Hypervisor for multi-tenant computing, like it should be

  • Not interested in using it, but the licensing here is going to be the real killer blow here. Word to the wise: the market of people who want to use your tool and pay for it is smaller than you think. It's the same mindset that kills most of these projects, thinking that the "average users" are going to represent a considerable portion of your income. It won't. Focus on milking enterprise users who want to pay hand over fist for stuff like this, but don't keep it closed source and slap your "patent pending" line on top. You're selling zero-marginal-utility here, and it's not super hard to see.

  • The site seems light on details. As a security guy, I'm particularly interested in (and a skeptic of) claims of "de-privileging" a Linux kernel. Firecracker[1] micro VMs are very fast, "feel" like containers, and don't depend on modifying the guest OS for security.
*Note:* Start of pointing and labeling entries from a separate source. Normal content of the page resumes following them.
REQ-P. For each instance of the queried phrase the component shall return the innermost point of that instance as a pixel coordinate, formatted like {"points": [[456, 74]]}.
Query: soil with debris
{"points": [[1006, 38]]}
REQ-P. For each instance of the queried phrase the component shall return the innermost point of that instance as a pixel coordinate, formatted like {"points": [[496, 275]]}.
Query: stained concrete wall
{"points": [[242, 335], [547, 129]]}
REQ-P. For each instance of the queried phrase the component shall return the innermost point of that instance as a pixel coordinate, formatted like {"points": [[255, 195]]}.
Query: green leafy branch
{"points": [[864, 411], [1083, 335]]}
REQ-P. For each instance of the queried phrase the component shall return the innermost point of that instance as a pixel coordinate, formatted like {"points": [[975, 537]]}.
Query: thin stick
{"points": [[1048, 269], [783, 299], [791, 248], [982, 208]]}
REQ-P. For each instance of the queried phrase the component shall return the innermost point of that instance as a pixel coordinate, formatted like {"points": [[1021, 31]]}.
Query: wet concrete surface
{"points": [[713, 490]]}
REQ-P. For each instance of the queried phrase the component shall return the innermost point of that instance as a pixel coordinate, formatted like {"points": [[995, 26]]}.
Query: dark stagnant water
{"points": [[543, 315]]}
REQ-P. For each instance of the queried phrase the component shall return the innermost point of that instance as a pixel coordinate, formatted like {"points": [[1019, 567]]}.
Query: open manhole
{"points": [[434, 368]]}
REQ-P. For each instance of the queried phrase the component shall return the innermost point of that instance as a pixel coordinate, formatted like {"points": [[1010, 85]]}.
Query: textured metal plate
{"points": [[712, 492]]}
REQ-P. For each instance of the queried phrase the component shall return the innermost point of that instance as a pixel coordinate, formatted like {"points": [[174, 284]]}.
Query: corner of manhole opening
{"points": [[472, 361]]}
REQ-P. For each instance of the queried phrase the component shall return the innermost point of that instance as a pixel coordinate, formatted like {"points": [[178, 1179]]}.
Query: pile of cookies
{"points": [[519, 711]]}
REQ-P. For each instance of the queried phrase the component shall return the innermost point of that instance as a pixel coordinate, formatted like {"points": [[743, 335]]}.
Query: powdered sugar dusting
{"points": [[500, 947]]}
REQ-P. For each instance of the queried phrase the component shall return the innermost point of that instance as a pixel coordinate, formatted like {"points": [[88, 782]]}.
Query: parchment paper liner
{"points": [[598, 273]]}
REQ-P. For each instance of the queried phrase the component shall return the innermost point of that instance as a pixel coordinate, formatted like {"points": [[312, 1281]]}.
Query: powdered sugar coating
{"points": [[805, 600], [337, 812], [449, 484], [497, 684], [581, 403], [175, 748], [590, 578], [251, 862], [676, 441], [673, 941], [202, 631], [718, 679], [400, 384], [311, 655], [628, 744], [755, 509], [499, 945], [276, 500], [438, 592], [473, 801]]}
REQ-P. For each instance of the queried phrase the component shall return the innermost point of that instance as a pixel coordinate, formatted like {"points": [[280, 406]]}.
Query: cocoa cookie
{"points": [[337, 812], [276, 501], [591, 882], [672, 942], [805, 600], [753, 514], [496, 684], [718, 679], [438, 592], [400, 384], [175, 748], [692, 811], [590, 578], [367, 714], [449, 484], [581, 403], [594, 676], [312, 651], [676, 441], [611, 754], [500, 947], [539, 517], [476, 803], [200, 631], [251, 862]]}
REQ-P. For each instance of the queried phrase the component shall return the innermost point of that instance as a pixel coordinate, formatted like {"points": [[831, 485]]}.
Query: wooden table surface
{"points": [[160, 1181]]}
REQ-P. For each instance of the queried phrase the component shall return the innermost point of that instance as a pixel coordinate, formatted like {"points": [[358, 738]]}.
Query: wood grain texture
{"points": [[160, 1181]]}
Plus they're FOSS. This is what I'd measure Kwarantine against; you need to be in the ballpark on all these characteristics and knock it out of the park on manageability to interest me.

    [1] https://github.com/firecracker-microvm/firecracker

  • >Patent pending.

    I don't think there's much of a market for a new closed-source, patent-encumbered hypervisor for Linux...

    And, perhaps obviously, I personally would never use such a thing.

  • I think people would take this more seriously and engage with it more deeply if you posted the technology white paper, rather than asking for people to sign up for it. There are I'm sure details I'm missing, but Firecracker startup (for instance) is very fast; so, for that matter, is vanilla gvisor.

  • Hello HN! We've been working on a new hypervisor https://kwarantine.xyz that can run strongly isolated containers. This is still a WIP, but we wanted to give the community an idea about our approach, its benefits, and various use cases it unlocks. Today, VMs are used to host containers, and make up for the lack of strong security as well as kernel isolation in containers. This work adds this missing security piece in containers. We plan on launching a free private beta soon. Meanwhile, we'd deeply appreciate any feedback, and happy to answer any questions here or on our slack channel. Thanks!

  • I can see this being useful for something I'm doing with shared infrastructure. What are your timelines like for a stable version?

  • There was a question (now deleted) on difference between this and Firecracker. FC/gVisor/Kata use VMs to sandbox containers. However, VMs incur high runtime overhead (not to be confused with fast booting) and need to be provisioned. We use hardware virtualization to directly run system/app containers -- no I/O emulation, no expensive VM exits, scale as needed.